The Unlikely Rise of Cryptocurrency
[This post was written by Chris Crisanti, an analyst at 3Points.]
At 3Points, we specialize in the fintech industry, and over the past several years, it’s been hard to ignore the increasing popularity of one of fintech’s more recent phenomenons: cryptocurrency. Cryptocurrency — and its most prominent example, bitcoin — is still a mystifying term for many, so I wanted to write a short primer articulating its potential and risks.
In December 2016, Saxo Bank predicted in its annual report that the value of bitcoin would hit a record high of $2,000 per share in 2017. Their predictions were regarded as “outrageous” and highly optimistic.
Fast forward to eight months later and that prediction has not only been proven possible, but has exceeded expectations, as bitcoin hit a record high of $4,800 per share on September 1st. What’s more, bitcoin competitor Ethereum went from hovering around $10 a share in January 2017 to trading at a record high of $400 a share in early September.
The emergence of cryptocurrency has perplexed and intrigued many investors, banks, and tech-savvy connoisseurs, both because of its high volatility and its potential to usher in a new digital currency, as cash is already becoming more underutilized in the 21st century economy.
Unlike the U.S. dollar, the value of cryptocurrency is not determined by the exchange rate, but by utility or adoption by merchants and other users. This means that its value will rely on people buying into the new concept — not only buying bitcoins, but mining (the process by which transactions are verified and cryptocurrency is created) them as well. For this reason, it took time for its value to rise over its last seven years of life.

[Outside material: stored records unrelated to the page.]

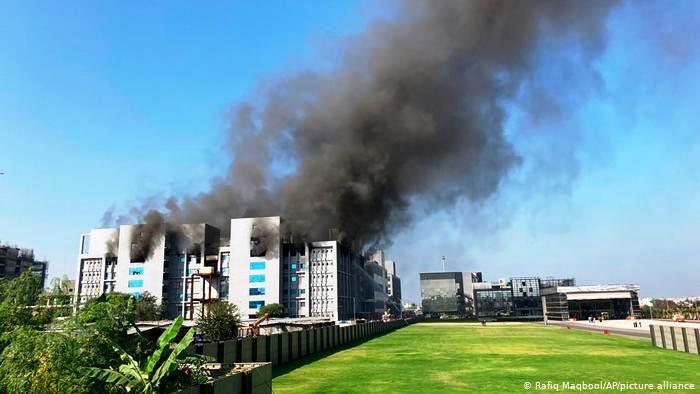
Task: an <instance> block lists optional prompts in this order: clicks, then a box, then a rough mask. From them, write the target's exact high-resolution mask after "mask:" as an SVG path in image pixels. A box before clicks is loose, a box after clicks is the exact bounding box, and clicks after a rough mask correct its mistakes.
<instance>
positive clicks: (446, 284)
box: [420, 272, 466, 315]
mask: <svg viewBox="0 0 700 394" xmlns="http://www.w3.org/2000/svg"><path fill="white" fill-rule="evenodd" d="M420 292H421V305H422V309H423V313H424V314H431V315H432V314H446V315H465V314H466V304H465V294H464V276H463V274H462V272H424V273H421V274H420Z"/></svg>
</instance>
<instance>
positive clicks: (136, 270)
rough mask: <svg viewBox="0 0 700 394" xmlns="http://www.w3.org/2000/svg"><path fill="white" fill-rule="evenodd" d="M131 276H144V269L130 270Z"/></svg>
mask: <svg viewBox="0 0 700 394" xmlns="http://www.w3.org/2000/svg"><path fill="white" fill-rule="evenodd" d="M129 275H143V267H133V268H129Z"/></svg>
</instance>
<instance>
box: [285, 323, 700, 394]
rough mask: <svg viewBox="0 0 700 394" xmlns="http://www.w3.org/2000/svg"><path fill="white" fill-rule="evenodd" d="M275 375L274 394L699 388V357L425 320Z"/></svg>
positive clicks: (648, 349) (617, 339) (577, 339)
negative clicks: (368, 392) (569, 385)
mask: <svg viewBox="0 0 700 394" xmlns="http://www.w3.org/2000/svg"><path fill="white" fill-rule="evenodd" d="M273 374H274V379H273V384H272V388H273V391H274V392H275V393H309V392H323V393H327V392H367V391H370V392H385V393H393V392H418V393H426V392H464V391H481V392H501V393H507V392H522V391H525V390H524V385H525V383H526V382H530V383H531V384H533V387H534V384H535V382H547V381H552V382H553V383H559V384H561V383H562V382H563V381H570V382H574V383H581V382H586V383H598V382H600V381H618V382H625V383H653V384H655V385H656V384H659V383H663V382H664V381H670V382H674V383H693V384H695V387H696V390H698V386H699V385H700V357H698V356H697V355H693V354H686V353H680V352H674V351H669V350H663V349H656V348H653V347H652V346H651V343H650V342H649V341H647V340H639V339H628V338H623V337H617V336H610V335H603V334H599V333H592V332H584V331H575V330H565V329H562V328H554V327H542V326H540V325H537V324H527V323H510V324H509V323H500V324H495V323H494V324H489V325H488V326H486V327H481V326H480V325H477V324H466V323H454V324H449V323H420V324H415V325H412V326H409V327H406V328H402V329H400V330H397V331H394V332H393V333H390V334H387V335H384V336H382V337H378V338H374V339H371V340H369V341H366V342H364V343H362V344H359V345H357V346H355V347H348V348H344V349H341V350H338V351H335V352H333V351H327V352H323V353H318V354H314V355H312V356H310V357H307V358H305V359H301V360H297V361H295V362H292V363H289V364H285V365H282V366H279V367H276V369H275V370H274V372H273ZM562 388H563V387H562ZM531 391H535V390H531ZM699 391H700V390H699ZM627 392H633V391H627Z"/></svg>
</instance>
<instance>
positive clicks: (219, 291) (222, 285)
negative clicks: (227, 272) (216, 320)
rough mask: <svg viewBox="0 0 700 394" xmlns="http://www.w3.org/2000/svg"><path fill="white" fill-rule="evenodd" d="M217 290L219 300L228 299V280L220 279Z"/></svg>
mask: <svg viewBox="0 0 700 394" xmlns="http://www.w3.org/2000/svg"><path fill="white" fill-rule="evenodd" d="M219 289H220V290H219V298H228V278H222V279H221V283H220V284H219Z"/></svg>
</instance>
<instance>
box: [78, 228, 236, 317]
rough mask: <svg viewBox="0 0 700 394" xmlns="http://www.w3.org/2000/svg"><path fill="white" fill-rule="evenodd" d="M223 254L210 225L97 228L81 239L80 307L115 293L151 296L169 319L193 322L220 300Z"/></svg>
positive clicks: (81, 238) (79, 277)
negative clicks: (159, 305) (175, 317)
mask: <svg viewBox="0 0 700 394" xmlns="http://www.w3.org/2000/svg"><path fill="white" fill-rule="evenodd" d="M224 249H225V248H224ZM219 251H220V248H219V230H218V229H216V228H214V227H212V226H209V225H207V224H183V225H169V224H168V225H166V224H138V225H122V226H119V228H113V229H93V230H91V231H90V233H89V234H83V235H82V236H81V240H80V251H79V256H78V276H77V284H76V286H77V287H76V292H75V299H76V304H77V305H80V304H83V303H85V302H86V301H87V300H89V299H90V298H94V297H97V296H99V295H101V294H103V293H109V292H113V291H117V292H122V293H129V294H132V295H134V296H135V297H140V296H141V295H142V294H143V293H145V292H148V293H149V294H151V295H153V296H154V297H155V298H156V300H157V302H158V303H162V304H164V305H165V306H166V307H165V310H166V315H167V316H169V317H172V316H176V315H184V316H187V317H189V318H192V317H193V316H194V315H195V312H196V311H197V310H198V309H199V308H201V306H202V305H203V304H206V303H207V302H209V301H210V300H211V299H217V298H219V294H218V291H219V289H220V287H221V284H220V282H221V281H222V279H223V277H220V276H219V275H218V273H219V272H220V267H219V261H220V256H219Z"/></svg>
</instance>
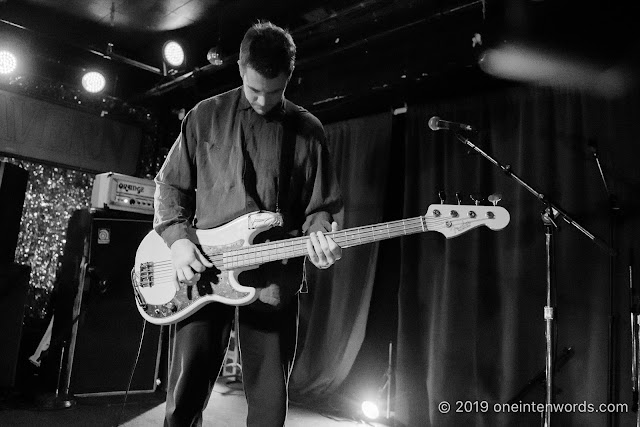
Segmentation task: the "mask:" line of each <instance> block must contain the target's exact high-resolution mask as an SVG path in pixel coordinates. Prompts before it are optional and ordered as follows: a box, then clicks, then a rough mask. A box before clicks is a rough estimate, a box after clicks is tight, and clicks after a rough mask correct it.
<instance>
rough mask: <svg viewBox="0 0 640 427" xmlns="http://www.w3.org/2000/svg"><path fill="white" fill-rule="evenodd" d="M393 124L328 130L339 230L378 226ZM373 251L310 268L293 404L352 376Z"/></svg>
mask: <svg viewBox="0 0 640 427" xmlns="http://www.w3.org/2000/svg"><path fill="white" fill-rule="evenodd" d="M391 118H392V115H391V112H388V113H384V114H379V115H375V116H370V117H365V118H358V119H352V120H348V121H343V122H338V123H333V124H329V125H327V126H325V130H326V133H327V139H328V145H329V150H330V151H331V153H332V156H333V158H334V162H335V169H336V174H337V176H338V180H339V181H340V185H341V188H342V192H343V198H344V204H345V210H344V219H343V221H342V222H343V224H342V227H343V228H352V227H358V226H363V225H370V224H375V223H379V222H381V221H382V215H383V207H384V196H385V190H386V185H387V177H388V173H389V170H390V168H391V167H392V165H390V164H389V162H388V159H389V153H390V149H391ZM378 246H379V245H378V244H368V245H362V246H356V247H352V248H348V249H346V250H345V251H344V252H343V259H342V260H340V262H338V263H337V264H336V265H334V266H333V267H332V268H330V269H328V270H324V271H320V270H318V269H316V268H315V267H313V265H312V264H308V265H307V268H306V271H307V281H308V284H309V293H307V294H302V295H301V307H300V340H299V344H298V353H297V356H298V358H297V361H296V364H295V367H294V370H293V373H292V377H291V384H290V397H291V399H292V400H293V401H301V400H309V399H316V398H322V397H324V396H327V395H330V394H331V393H332V392H334V391H335V390H337V388H338V387H339V386H340V384H341V383H342V382H343V381H344V379H345V377H346V376H347V374H348V373H349V371H350V370H351V367H352V365H353V363H354V360H355V358H356V356H357V355H358V352H359V350H360V347H361V345H362V341H363V339H364V336H365V332H366V325H367V317H368V315H369V304H370V301H371V294H372V289H373V281H374V275H375V267H376V263H377V259H378Z"/></svg>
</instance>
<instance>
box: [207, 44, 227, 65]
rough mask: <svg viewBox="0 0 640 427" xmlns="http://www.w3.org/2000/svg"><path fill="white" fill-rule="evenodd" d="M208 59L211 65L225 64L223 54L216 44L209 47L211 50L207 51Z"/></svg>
mask: <svg viewBox="0 0 640 427" xmlns="http://www.w3.org/2000/svg"><path fill="white" fill-rule="evenodd" d="M207 61H209V63H210V64H211V65H215V66H216V67H218V66H220V65H222V64H224V61H223V59H222V56H220V52H219V51H218V48H217V47H216V46H214V47H212V48H211V49H209V52H207Z"/></svg>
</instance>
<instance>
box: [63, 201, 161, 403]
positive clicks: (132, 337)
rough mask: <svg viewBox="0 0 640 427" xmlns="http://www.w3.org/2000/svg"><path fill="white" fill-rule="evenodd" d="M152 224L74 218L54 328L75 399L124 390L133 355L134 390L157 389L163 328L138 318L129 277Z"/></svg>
mask: <svg viewBox="0 0 640 427" xmlns="http://www.w3.org/2000/svg"><path fill="white" fill-rule="evenodd" d="M151 229H152V218H151V217H150V216H149V215H142V214H136V213H130V212H122V211H110V210H101V209H91V210H84V209H83V210H78V211H76V212H74V214H73V215H72V217H71V220H70V222H69V226H68V229H67V242H66V244H65V249H64V254H63V259H62V266H61V269H60V273H59V275H58V279H57V280H56V289H57V295H56V301H57V302H56V304H55V312H54V315H55V320H54V327H53V336H54V337H57V339H56V340H55V341H56V342H58V343H62V344H61V345H62V348H64V349H65V351H60V354H59V356H58V357H62V358H63V363H62V365H63V366H64V367H65V368H63V369H64V372H63V373H62V378H64V381H63V384H62V387H61V388H62V390H64V389H65V388H66V389H67V390H66V391H68V392H69V393H70V394H74V395H76V396H79V395H97V394H119V393H124V392H125V391H126V390H127V387H128V383H129V379H130V375H131V371H132V369H133V367H134V364H135V363H136V358H137V359H138V360H137V367H136V369H135V373H134V375H133V378H132V382H131V387H130V389H129V391H130V392H151V391H154V390H155V388H156V378H157V374H158V363H159V359H160V347H161V345H160V344H161V343H160V336H161V333H160V332H161V327H160V326H157V325H152V324H150V323H147V324H145V322H144V320H143V318H142V316H140V314H139V312H138V310H137V308H136V302H135V298H134V294H133V289H132V285H131V277H130V275H131V269H132V268H133V264H134V260H135V253H136V250H137V248H138V245H139V244H140V242H141V241H142V239H143V237H144V236H145V235H146V234H147V233H148V232H149V231H150V230H151ZM143 331H144V339H143V340H142V342H141V339H142V333H143ZM138 348H140V354H139V357H138ZM64 353H66V354H64ZM58 360H60V359H58Z"/></svg>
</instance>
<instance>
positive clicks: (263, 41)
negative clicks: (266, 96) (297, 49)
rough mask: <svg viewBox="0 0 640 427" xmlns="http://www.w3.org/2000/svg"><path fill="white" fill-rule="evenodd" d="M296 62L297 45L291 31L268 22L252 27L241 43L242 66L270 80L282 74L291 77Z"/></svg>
mask: <svg viewBox="0 0 640 427" xmlns="http://www.w3.org/2000/svg"><path fill="white" fill-rule="evenodd" d="M295 61H296V45H295V43H294V42H293V37H291V34H290V33H289V31H287V30H285V29H284V28H281V27H278V26H277V25H275V24H272V23H271V22H268V21H261V22H258V23H256V24H254V25H253V26H251V28H249V29H248V30H247V32H246V33H245V35H244V38H243V39H242V43H240V61H239V64H240V66H242V67H247V66H249V67H251V68H253V69H254V70H256V71H257V72H258V73H260V74H261V75H262V76H264V77H266V78H268V79H273V78H276V77H278V76H279V75H280V73H285V74H286V75H287V76H291V73H293V68H294V65H295Z"/></svg>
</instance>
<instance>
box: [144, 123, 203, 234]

Bitcoin’s seemingly gradual growth has yielded a rocky, yet highly notable, performance in 2017. At one point last year, a single bitcoin was valued at $570. In the beginning of 2017, bitcoin stocks hovered around $1,000 until clearing a record high of $2,000 in early June, before dipping back below the $2,000 mark and then hitting its record high towards the end of the summer. Some analysts are projecting that the currency will be valued at $7,500 next year and eventually rise to $100,000 in ten years.
The case is the same for Ethereum. At one point in July 2017, the cryptocurrency lost nearly $18 billion in market value in four weeks. Further, there was also a point where the stock briefly crashed from $319 to 10 cents a share in a matter of seconds. Now it’s surpassing valuation records itself.

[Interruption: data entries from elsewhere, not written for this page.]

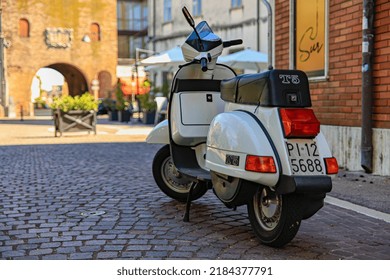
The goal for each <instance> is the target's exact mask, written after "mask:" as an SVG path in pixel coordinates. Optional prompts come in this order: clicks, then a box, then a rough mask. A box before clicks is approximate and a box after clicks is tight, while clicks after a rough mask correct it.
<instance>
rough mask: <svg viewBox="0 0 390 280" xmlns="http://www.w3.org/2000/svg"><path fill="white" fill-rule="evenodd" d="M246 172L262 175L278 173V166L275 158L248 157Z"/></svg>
mask: <svg viewBox="0 0 390 280" xmlns="http://www.w3.org/2000/svg"><path fill="white" fill-rule="evenodd" d="M245 170H247V171H253V172H260V173H276V165H275V161H274V158H273V157H269V156H252V155H248V156H247V157H246V162H245Z"/></svg>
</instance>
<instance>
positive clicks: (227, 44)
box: [223, 39, 242, 48]
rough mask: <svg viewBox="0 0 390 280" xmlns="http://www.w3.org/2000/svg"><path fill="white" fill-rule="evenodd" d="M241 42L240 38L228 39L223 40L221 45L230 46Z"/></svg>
mask: <svg viewBox="0 0 390 280" xmlns="http://www.w3.org/2000/svg"><path fill="white" fill-rule="evenodd" d="M241 44H242V40H241V39H237V40H230V41H225V42H223V47H224V48H228V47H231V46H235V45H241Z"/></svg>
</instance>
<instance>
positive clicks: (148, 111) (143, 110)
mask: <svg viewBox="0 0 390 280" xmlns="http://www.w3.org/2000/svg"><path fill="white" fill-rule="evenodd" d="M137 98H138V100H139V103H140V106H141V110H142V115H143V123H145V124H153V123H154V120H155V117H156V109H157V103H156V102H155V101H154V98H153V96H152V95H151V94H150V93H145V94H142V95H138V96H137Z"/></svg>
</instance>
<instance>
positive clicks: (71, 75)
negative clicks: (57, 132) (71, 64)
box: [30, 63, 88, 116]
mask: <svg viewBox="0 0 390 280" xmlns="http://www.w3.org/2000/svg"><path fill="white" fill-rule="evenodd" d="M86 91H88V83H87V81H86V79H85V77H84V75H83V74H82V73H81V71H80V70H79V69H77V68H76V67H74V66H72V65H70V64H64V63H55V64H50V65H47V66H45V67H42V68H40V69H39V70H38V71H37V72H36V73H35V75H34V78H33V80H32V84H31V102H32V103H33V110H34V113H33V115H35V116H43V115H51V110H50V104H51V103H52V102H53V99H54V98H55V97H56V96H61V95H71V96H76V95H81V94H83V93H85V92H86ZM30 108H32V107H30Z"/></svg>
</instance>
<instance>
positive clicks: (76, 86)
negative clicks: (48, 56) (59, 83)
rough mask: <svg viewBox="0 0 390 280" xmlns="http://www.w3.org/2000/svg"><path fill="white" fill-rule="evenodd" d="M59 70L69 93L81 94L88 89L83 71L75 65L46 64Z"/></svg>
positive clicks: (76, 94)
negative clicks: (81, 71)
mask: <svg viewBox="0 0 390 280" xmlns="http://www.w3.org/2000/svg"><path fill="white" fill-rule="evenodd" d="M46 67H47V68H52V69H54V70H57V71H58V72H60V73H61V74H62V75H63V76H64V78H65V81H66V83H67V85H68V90H69V95H71V96H76V95H81V94H83V93H85V92H86V91H88V90H89V87H88V83H87V80H86V79H85V77H84V75H83V73H81V71H80V70H79V69H77V68H76V67H75V66H73V65H70V64H65V63H54V64H50V65H48V66H46Z"/></svg>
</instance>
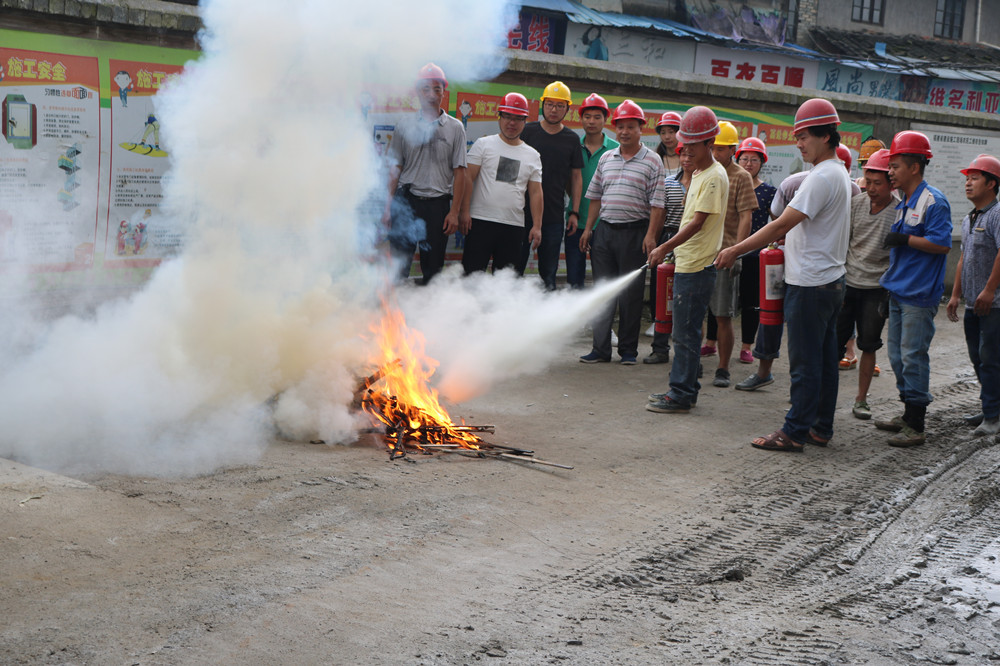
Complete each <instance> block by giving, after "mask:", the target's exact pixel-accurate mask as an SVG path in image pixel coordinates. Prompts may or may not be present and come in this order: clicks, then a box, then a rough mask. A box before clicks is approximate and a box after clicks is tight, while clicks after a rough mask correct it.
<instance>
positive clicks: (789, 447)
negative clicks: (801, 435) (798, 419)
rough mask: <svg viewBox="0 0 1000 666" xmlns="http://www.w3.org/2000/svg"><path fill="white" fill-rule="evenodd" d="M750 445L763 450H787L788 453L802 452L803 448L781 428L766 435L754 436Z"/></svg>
mask: <svg viewBox="0 0 1000 666" xmlns="http://www.w3.org/2000/svg"><path fill="white" fill-rule="evenodd" d="M750 446H752V447H754V448H755V449H763V450H765V451H787V452H788V453H802V451H803V450H804V449H805V447H804V446H802V445H801V444H799V443H798V442H794V441H792V439H791V438H789V437H788V435H786V434H785V433H784V432H782V431H781V430H775V431H774V432H772V433H771V434H770V435H768V436H766V437H758V438H756V439H755V440H753V441H752V442H750Z"/></svg>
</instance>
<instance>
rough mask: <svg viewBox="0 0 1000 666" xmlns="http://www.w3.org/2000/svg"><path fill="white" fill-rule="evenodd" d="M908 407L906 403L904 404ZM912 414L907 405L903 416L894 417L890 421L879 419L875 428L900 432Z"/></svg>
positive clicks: (902, 415) (888, 430) (880, 429)
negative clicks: (911, 414) (886, 420)
mask: <svg viewBox="0 0 1000 666" xmlns="http://www.w3.org/2000/svg"><path fill="white" fill-rule="evenodd" d="M903 404H904V405H906V403H903ZM909 414H910V406H909V405H906V410H905V411H904V412H903V415H902V416H894V417H892V418H891V419H890V420H888V421H886V420H883V419H879V420H877V421H875V427H876V428H878V429H879V430H887V431H889V432H899V431H900V430H902V429H903V427H904V426H906V424H907V421H906V419H907V417H908V416H909Z"/></svg>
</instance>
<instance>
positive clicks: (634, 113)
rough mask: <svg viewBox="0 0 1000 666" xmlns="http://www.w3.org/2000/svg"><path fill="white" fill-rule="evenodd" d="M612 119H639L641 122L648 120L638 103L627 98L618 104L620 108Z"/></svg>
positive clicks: (618, 120) (633, 119)
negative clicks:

Bitcoin’s growth in value since July
While current cryptocurrency stocks are operating at peak performance, the future value of such currencies remains highly uncertain. Some analysts are projecting growth, while others have asserted the currencies are doomed to crash. For example, MarketWatch recently reported on a high correlation between price fluctuation of bitcoin and the Google search activity for the term “bitcoin,” suggesting the possibility of a bubble.
One of the biggest concerns is the future utilization of such a currency and creation of a new monetary system. Like the U.S. dollar, the value of cryptocurrency will ultimately depend on people’s trust of and access to the currency. The value of currency, after all, lies in its utility.
The emergence of new, self-regulated blockchain technologies also presents many questions about government’s role in the monetary system. This notion perhaps led Jamie Dimon, CEO of JP Morgan Chase, to speculate that bitcoin is a “fraud,” because of the many questions cryptocurrencies elicit when it comes to state oversight and regulation.
Whatever cryptocurrency’s fate, the phenomenon will continue to remain in the public conversation. For example, Fortune recently announced the launch of their new franchise called The Ledger, which will cover fintech-related content. At the center of coverage are cryptocurrencies and blockchain technologies.
If you’re like us and interested in both finance and technology, cryptocurrency is very much worth keeping an eye on. While such currencies contain high volatility, with high risk also comes high reward. Upon researching the concept and blockchain potential, I took a risk by investing in one bitcoin when its value was roughly $2,600. So far, that risk seems to be paying off, yet I remain highly cautious, given that the concept of cryptocurrency could tank as quickly as its value has risen. Regardless, I’m excited to continue monitoring my investment and seeing where cryptocurrencies go next.